No entrepreneurial guidebook or in-person mentoring from a self-made billionaire can ever fully guarantee the success of a business. However, it seems that Gen Z and millennials in the Asia Pacific region are ready to face the challenge head-on.
A 2021 Asia Pacific Young Entrepreneurs Survey by Herbalife Nutrition revealed that 72% of Gen Z and millennials in the region aim to start their own businesses. Nearly nine out of ten (87%) of them believe that the best age to start a business is before turning 40, with the ideal age being 27.
The global nutrition company surveyed over 4,000 individuals aged 18 to 40 to explore entrepreneurship trends across Indonesia, Japan, Malaysia, the Philippines, Singapore, South Korea, Taiwan, and Vietnam.
“Many aspiring entrepreneurs are motivated by the desire to follow their passions and become their own bosses. They view their youth as an advantage, especially when it comes to being tech-savvy and having fresh ideas,” said Stephen Conchie, Senior Vice President and Managing Director, Herbalife Nutrition Asia Pacific.
Right Skills and Experience Needed
While they are eager to become entrepreneurs, the respondents mentioned that they are not rushing into business without first gaining relevant experience and the necessary skills.
“Most respondents feel overwhelmed by their lack of experience and are worried about the costs of starting a business, as well as the financial and market knowledge required.

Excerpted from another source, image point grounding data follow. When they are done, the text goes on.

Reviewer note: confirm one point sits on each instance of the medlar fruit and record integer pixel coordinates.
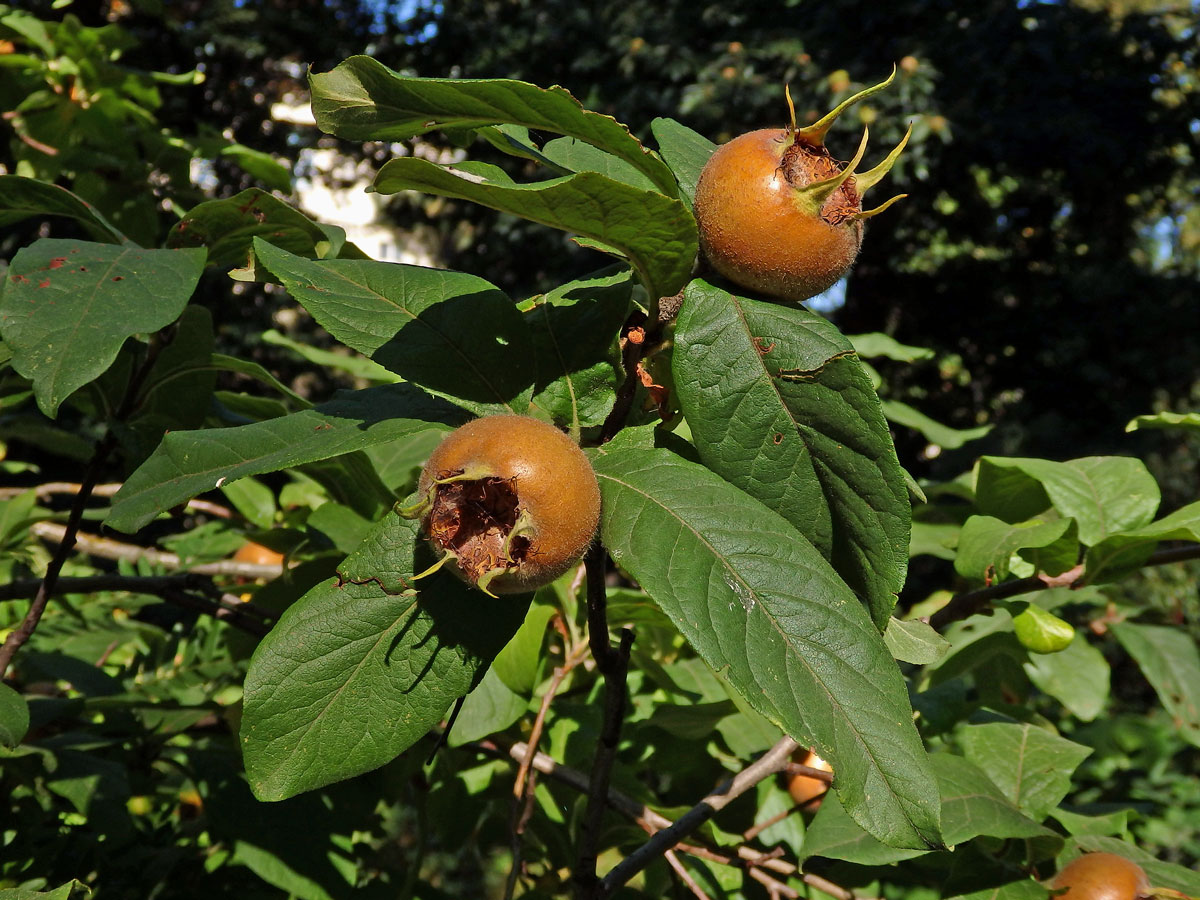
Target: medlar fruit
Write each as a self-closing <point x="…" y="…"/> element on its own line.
<point x="509" y="502"/>
<point x="779" y="215"/>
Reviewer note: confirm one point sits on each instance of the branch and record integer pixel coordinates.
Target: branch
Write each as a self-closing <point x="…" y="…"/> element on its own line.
<point x="108" y="549"/>
<point x="191" y="592"/>
<point x="745" y="857"/>
<point x="972" y="601"/>
<point x="55" y="487"/>
<point x="773" y="761"/>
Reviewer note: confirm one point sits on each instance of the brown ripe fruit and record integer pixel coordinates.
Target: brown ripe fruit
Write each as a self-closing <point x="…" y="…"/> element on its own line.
<point x="805" y="789"/>
<point x="257" y="553"/>
<point x="779" y="215"/>
<point x="1102" y="876"/>
<point x="509" y="502"/>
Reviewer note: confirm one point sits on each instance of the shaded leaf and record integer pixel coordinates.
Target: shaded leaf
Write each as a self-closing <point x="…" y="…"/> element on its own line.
<point x="876" y="343"/>
<point x="1119" y="555"/>
<point x="70" y="305"/>
<point x="13" y="717"/>
<point x="971" y="807"/>
<point x="454" y="334"/>
<point x="24" y="197"/>
<point x="684" y="150"/>
<point x="987" y="545"/>
<point x="364" y="100"/>
<point x="780" y="406"/>
<point x="574" y="330"/>
<point x="1104" y="495"/>
<point x="915" y="642"/>
<point x="1170" y="660"/>
<point x="933" y="431"/>
<point x="1030" y="765"/>
<point x="353" y="675"/>
<point x="759" y="603"/>
<point x="227" y="228"/>
<point x="655" y="233"/>
<point x="1165" y="420"/>
<point x="191" y="462"/>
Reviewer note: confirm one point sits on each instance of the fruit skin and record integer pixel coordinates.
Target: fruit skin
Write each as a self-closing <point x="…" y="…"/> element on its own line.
<point x="805" y="789"/>
<point x="755" y="228"/>
<point x="535" y="478"/>
<point x="252" y="552"/>
<point x="1102" y="876"/>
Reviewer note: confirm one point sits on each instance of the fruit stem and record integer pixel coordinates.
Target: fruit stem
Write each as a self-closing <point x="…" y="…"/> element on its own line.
<point x="791" y="113"/>
<point x="814" y="135"/>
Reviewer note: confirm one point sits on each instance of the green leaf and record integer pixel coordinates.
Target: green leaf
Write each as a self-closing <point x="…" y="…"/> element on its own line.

This is where learning good business basics, having mentors, the right resources, and a supportive community can help new entrepreneurs navigate the uncertainties ahead. These steps can increase their chances of success,” added Conchie.
Starting young, the respondents said they are more adaptable to new technology and are more likely to embrace cutting-edge innovations than older generations. They also bring fresh, unexplored ideas that could lead to groundbreaking results when fully developed.
When asked about their motivations for wanting to become entrepreneurs, the top reasons included following their passion (40%), becoming their own boss (39%), seeking more flexibility in their work (37%), supporting their families (36%), and wanting a career change (33%).
Money is (Always) an Issue
The journey to success begins with a single step, but the most crucial part of starting a business comes after that first step. Finances play a big role in where that step leads, and Gen Z and millennials are well aware of this. Survey respondents mentioned that the initial costs (38%) and the lack of financial and market knowledge (35%) are the main challenges in making their entrepreneurial dreams a reality.
Finding angel investors and forming partnerships can be key to securing the right investments needed to launch their ideas, but this is easier said than done, especially for young entrepreneurs. It’s important to have your own financial investment first, whether it’s 12 months’ worth of savings or a freelance job to provide a financial safety net.
Many successful entrepreneurs, like John Koum, who worked as a janitor before launching WhatsApp, have had to make significant sacrifices to achieve their goals. It’s wise to save enough money so that you don’t have to worry about rent or food while growing your business.
Don’t forget about insurance, licenses, and taxes—they will take a significant portion of your profit margin.
Beyond financial resources, survey respondents mentioned that training and education (55%) and access to business tools (45%) will also contribute to their success.